Estádio Municipal Doutor Waldemiro Wagner
- Interactive map of Estádio Municipal Doutor Waldemiro Wagner
- Location: Paranavaí, Paraná, Brazil
- Coordinates: 23°04′26″S 52°28′5″W﻿ / ﻿23.07389°S 52.46806°W
- Owner: Paranavaí City Hall
- Capacity: 25,000
- Surface: Grass

Construction
- Opened: September 23, 1992

Tenant
- Atlético Clube Paranavaí

= Estádio Waldemiro Wagner =

Football stadium in Brazil

Estádio Municipal Waldemiro Wagner, also known as Felipão, is a football stadium located in Paranavaí, Brazil.
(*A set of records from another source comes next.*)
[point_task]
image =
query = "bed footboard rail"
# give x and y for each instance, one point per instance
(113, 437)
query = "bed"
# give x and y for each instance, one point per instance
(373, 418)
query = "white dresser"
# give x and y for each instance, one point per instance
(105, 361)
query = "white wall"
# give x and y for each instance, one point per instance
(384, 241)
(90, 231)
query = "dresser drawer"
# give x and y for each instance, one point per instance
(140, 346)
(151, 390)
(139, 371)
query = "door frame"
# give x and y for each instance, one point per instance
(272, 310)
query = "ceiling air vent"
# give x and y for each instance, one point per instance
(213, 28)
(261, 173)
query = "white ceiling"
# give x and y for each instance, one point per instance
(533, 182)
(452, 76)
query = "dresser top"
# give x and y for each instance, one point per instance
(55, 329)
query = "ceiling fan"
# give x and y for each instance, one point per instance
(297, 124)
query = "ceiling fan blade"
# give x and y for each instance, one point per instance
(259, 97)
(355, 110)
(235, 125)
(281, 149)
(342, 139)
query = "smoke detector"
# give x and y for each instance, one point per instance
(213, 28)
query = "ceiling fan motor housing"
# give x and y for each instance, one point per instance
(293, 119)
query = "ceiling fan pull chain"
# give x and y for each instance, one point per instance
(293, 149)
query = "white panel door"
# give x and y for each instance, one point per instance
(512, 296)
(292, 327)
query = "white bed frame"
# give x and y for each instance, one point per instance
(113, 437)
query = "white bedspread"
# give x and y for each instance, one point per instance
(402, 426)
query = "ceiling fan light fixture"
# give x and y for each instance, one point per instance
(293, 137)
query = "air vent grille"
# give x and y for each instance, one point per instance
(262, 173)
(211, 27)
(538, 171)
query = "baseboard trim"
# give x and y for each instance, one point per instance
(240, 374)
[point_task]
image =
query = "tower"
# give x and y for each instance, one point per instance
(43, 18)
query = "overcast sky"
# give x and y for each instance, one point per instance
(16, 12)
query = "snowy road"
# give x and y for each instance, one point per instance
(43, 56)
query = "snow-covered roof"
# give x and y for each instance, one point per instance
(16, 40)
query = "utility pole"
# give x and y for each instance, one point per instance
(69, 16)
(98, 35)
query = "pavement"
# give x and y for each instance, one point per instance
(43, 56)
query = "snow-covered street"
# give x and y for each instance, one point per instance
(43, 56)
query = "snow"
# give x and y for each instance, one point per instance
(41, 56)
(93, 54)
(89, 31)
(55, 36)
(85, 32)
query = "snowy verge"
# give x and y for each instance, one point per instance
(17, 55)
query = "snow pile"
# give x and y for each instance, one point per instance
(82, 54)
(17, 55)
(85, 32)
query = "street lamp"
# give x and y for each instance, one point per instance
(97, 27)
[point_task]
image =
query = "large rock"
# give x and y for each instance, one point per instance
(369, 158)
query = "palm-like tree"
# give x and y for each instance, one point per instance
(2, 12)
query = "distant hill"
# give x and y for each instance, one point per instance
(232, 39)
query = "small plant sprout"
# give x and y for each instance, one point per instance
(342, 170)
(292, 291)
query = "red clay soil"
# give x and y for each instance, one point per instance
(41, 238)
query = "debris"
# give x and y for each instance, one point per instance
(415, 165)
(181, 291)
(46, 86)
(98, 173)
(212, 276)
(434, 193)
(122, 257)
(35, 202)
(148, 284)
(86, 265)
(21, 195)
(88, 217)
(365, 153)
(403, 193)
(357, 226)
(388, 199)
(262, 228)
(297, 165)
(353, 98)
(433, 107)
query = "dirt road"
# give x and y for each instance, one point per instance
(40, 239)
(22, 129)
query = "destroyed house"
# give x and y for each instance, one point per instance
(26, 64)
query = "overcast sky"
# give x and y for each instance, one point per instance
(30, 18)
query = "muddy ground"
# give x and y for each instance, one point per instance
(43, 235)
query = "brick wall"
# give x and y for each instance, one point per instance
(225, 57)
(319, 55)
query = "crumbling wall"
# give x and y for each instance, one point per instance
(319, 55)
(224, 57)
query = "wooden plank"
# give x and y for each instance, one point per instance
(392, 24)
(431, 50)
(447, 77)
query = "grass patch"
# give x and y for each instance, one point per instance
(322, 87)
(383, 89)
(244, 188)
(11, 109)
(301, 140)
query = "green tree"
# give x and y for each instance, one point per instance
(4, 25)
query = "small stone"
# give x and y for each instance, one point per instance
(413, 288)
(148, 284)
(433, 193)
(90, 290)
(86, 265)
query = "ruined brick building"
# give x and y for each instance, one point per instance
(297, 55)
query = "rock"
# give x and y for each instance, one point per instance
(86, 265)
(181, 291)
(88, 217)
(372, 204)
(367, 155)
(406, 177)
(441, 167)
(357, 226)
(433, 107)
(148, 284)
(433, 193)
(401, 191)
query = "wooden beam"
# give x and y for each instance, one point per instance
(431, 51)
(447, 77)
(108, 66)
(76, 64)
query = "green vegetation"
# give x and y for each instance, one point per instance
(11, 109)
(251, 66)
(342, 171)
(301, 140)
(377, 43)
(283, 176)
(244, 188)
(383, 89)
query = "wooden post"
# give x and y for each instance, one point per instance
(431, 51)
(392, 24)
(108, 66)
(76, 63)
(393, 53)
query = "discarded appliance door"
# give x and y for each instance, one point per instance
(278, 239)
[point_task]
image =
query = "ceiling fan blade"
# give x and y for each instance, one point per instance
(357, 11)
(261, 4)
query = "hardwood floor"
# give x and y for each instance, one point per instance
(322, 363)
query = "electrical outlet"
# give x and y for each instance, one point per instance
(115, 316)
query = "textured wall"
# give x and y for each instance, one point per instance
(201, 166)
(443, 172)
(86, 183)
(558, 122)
The stadium has a maximum capacity of 25,000 people, and it is located in the Avenida Tancredo Neves, s/n, Paranavaí, Paraná. It was inaugurated in 1992, and it is owned by Paranavaí City Hall.

==History==
Its construction was between 1991 and 1992, and the opening on September 23, 1992. With natural grass field (105 x 73 m), the public record was paying 23,725 (April 29, 2007) in the final of the Campeonato Paranaense 2007, between the Paraná Clube and Atlético Clube Paranavaí. The coverage of the Stadium Waldemiro Wagner was recovered in 2008. The roof had been destroyed at the end of 2005 during the storm that brought havoc to the city.